I must have gone very pale, since the blue eyes that he’d trained on me took on an expression of concern. He seemed to be studying me.
“Of course, we could always consider this an accident . . . two stray bullets . . .”
With a weary movement, he rolled a blank sheet into his typewriter and asked, “Did your girlfriend ever talk to you about an evening that took place last September in an apartment on 46-bis Quai Henri-IV in Paris?”
I answered in the negative, and once again I heard the clacking of the typewriter. Then another question: “Did your girlfriend ever explain to you why she was always changing her name?” I had not known this detail, but even if I had, I wouldn’t have been overly surprised. I, too, had changed my forename and falsified my birth date to make myself older, of legal age. Anyway, I knew her only as Dannie. As he typed my answer, I spelled out the name, recalling my mistake when we’d first met.
“Have you had any word from her since she disappeared, and do you have any idea of her current whereabouts?”

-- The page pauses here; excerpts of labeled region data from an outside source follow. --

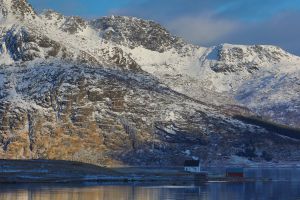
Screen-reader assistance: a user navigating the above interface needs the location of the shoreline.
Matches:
[0,160,294,184]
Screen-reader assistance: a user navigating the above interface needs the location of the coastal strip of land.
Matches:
[0,160,270,184]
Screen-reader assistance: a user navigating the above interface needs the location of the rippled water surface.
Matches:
[0,169,300,200]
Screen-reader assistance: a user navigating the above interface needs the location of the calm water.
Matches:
[0,169,300,200]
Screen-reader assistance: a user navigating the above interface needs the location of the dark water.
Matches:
[0,169,300,200]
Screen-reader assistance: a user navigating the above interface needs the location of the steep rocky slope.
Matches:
[0,0,300,165]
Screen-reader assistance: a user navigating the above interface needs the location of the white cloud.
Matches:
[167,14,240,45]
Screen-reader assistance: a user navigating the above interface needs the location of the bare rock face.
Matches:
[208,44,289,73]
[0,0,36,20]
[91,16,184,52]
[0,64,298,165]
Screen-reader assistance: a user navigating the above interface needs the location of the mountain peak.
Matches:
[0,0,36,20]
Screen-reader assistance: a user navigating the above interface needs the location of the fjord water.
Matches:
[0,168,300,200]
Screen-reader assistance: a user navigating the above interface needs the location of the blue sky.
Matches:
[29,0,300,55]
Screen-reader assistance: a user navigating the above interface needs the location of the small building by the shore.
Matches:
[226,168,245,178]
[184,160,201,173]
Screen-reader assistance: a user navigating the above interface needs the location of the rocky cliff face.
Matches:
[0,0,300,165]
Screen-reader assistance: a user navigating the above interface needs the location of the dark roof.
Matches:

That question made me so sad that I couldn’t speak. He answered for me, pecking at the typewriter keys with his two fingers: “I have
had no word from my girlfriend since she disappeared, and I assume she went abroad . . .”
He interrupted himself:
“Did she ever mention a Mme Dorme to you?”
“No.”
He thought for a moment, then continued aloud, still typing with two fingers:
“. . . that she went abroad, probably in the company of the above-mentioned Hélène Méreux, alias Mme Dorme.”
He heaved a sigh, as if he had just rid himself of a burdensome chore. He handed me the sheet.
“Sign there.”
I, too, was relieved to be done with this.
“It’s a routine investigation that’s been dragging on for months,” he said, as if to reassure me. “They’ll almost certainly bury the case . . . The victim supposedly died of natural causes in his home. I hope there won’t be any fallout for you. But you never know . . .”
I tried to find a few friendly words before taking my leave.
“You type up the depositions?” I asked. “I was under the impression they were all taken down by hand, back in the day.”
“That’s right, they were. And most of the inspectors at the time had beautiful handwriting. And they composed their reports in flawless French.”
He led me down the hall and we descended the stairs together. Before parting company, at the doorway that opened onto the quay, he said:
“I gather you’ve started writing as well. By hand?”
“Yes. By hand.”
They tore down La Petite-Roquette. In its place stretches a public park. When I was about twenty, I often used to visit a certain Adolfo Kaminsky, a photographer who lived in one of the tall buildings across the street. His windows overlooked the hexagonal prison with its six turrets. It was the same period as when you were incarcerated there, but I didn’t know that at the time. The other night, I waited at the front gate of the prison, opposite Kaminsky’s building, and they let me in. They led me to the visiting room. They had me sit before a glass screen, and you were sitting on the other side. I was talking to you and you seemed to understand me, but although you moved your lips, pressed your forehead against the glass, I couldn’t hear your voice. I asked you questions: “Who was Mme Dorme? The phantom corpse from Quai Henri-IV? And the person you often went to see in the building with two exits while I waited?” From the movement of your lips, I could see that you were trying to answer, but the glass between us muffled your voice. The silence of an aquarium.